Sofern Soldaten oder Mitglieder des zivilen Gefolges ausländischer Streitkräfte unter das NATO-Truppenstatut (NTS) fallen, gelten Zeiten, in denen sie sich „nur in dieser Eigenschaft“ in Deutschland aufhalten, im Inland nicht als Zeiten des Aufenthalts oder Wohnsitzes (sog. Nichtwohnsitz-Fiktion, Art. X Abs. 1 Satz 1 NTS). Hiervon erfasst sind zB Angehörige der US-Streitkräfte, die auf US-Militärbasen in Deutschland ihren Dienst versehen.   

Nicht selten wird diese Regelung von Betroffenen fälschlicherweise als umfassender Befreiungstatbestand interpretiert. Tatsächlich greift die Nichtwohnsitz-Fiktion nur, wenn für den jeweiligen Besteuerungszeitraum ein uneingeschränkter Rückkehrwille besteht. Hält sich die Person „auch aus anderen Gründen“ in Deutschland auf, entfällt die Fiktion und es besteht ab dem Wegfall des uneingeschränkten Rückkehrwillens die unbeschränkte Steuerpflicht im Inland. 

Dies hat der BFH bereits in früheren Entscheidungen klargestellt und mit Urteil vom 3.3.2021 I R 35/19 erneut bestätigt. Danach gilt:

  • Die Nichtwohnsitz-Fiktion des Art. X Abs. 1 Satz 1 NTS greift nur dann, wenn nach den gesamten Lebensumständen erkennbar ist, dass die betroffene Person in dem maßgeblichen Zeitraum fest entschlossen ist, nach Beendigung ihres Dienstes in den Ausgangsstaat oder ihren Heimatstaat zurückzukehren (sog. Rückkehrwille). 
  • Maßgeblich sind die Lebensumstände aus der Sicht des jeweiligen Besteuerungszeitraums. Das spätere Verhalten des Betroffenen kann allenfalls als Indiz herangezogen werden. 
  • Die Beweislast trifft den Steuerpflichtigen. 
  • Die Beurteilung, ob im konkreten Einzelfall ein Rückkehrwille vorliegt, obliegt dem FG als Tatsacheninstanz. 

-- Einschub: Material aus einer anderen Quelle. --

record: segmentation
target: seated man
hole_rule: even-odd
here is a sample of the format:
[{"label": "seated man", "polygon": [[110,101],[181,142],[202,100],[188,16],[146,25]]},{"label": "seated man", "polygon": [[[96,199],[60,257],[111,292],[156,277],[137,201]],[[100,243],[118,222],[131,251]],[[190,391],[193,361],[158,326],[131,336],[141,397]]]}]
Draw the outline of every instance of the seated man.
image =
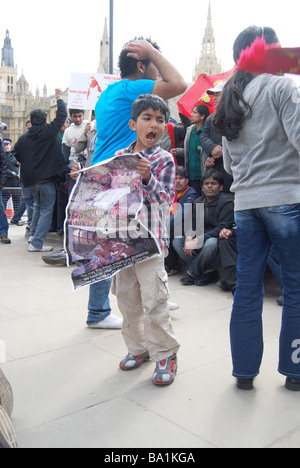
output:
[{"label": "seated man", "polygon": [[219,234],[219,258],[223,268],[224,277],[217,282],[217,286],[223,291],[232,291],[236,288],[236,264],[238,248],[235,226],[231,229],[222,229]]},{"label": "seated man", "polygon": [[[228,287],[232,286],[232,288],[235,286],[233,284],[235,270],[232,276],[232,263],[236,264],[237,250],[230,247],[231,244],[235,243],[234,230],[232,229],[234,226],[234,203],[228,195],[222,193],[223,184],[223,177],[214,169],[209,169],[202,178],[203,195],[195,201],[195,204],[204,203],[204,245],[199,247],[197,237],[194,239],[189,236],[175,238],[173,241],[173,247],[179,256],[190,264],[187,274],[181,280],[183,285],[204,286],[218,280],[215,263],[221,246],[221,262],[224,259],[226,262],[222,265],[225,275],[224,283],[222,282],[222,285],[219,284],[219,286],[224,286],[222,289],[225,289],[227,285]],[[191,220],[191,223],[194,224],[195,219]],[[230,230],[231,235],[224,230]],[[226,273],[229,273],[230,277]]]},{"label": "seated man", "polygon": [[[184,234],[184,205],[186,203],[194,203],[194,201],[198,198],[196,190],[192,187],[189,187],[188,170],[184,167],[178,166],[176,168],[175,195],[176,196],[172,205],[170,218],[169,255],[165,259],[165,268],[169,276],[176,275],[179,270],[179,256],[172,245],[172,241],[174,239],[174,226],[176,226],[177,229],[179,226],[182,226],[181,232]],[[178,207],[178,204],[180,207]]]}]

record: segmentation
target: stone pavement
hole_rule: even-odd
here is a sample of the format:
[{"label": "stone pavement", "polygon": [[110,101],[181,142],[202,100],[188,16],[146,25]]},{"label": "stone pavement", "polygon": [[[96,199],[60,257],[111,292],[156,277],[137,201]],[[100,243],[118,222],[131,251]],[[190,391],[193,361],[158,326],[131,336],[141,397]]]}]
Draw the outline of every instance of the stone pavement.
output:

Beraterhinweis: Ein dem Rückkehrwillen entgegenstehender „anderer Grund“ wurde zB indiziell in der Eheschließung mit deutschen Staatsangehörigen oder im Erwerb eines inländischen Eigenheims gesehen. Solche Fälle sind in der Praxis häufig anzutreffen. Die Finanzgerichte neigen in der Tendenz dazu, den Rückkehrwillen zu verneinen (vgl. FG  Hessen vom 3.6.2019 2 K 534/16, EFG 2020, 966; vom 9.12.2011 3 K 1929/07, EFG 2012, 1120).

Berater sollten ihre Mandanten in entsprechend gelagerten Fällen auf das Risiko hinweisen. Steuerstrafrechtliche Konsequenzen können ggf. über eine Nacherklärung vermieden werden. 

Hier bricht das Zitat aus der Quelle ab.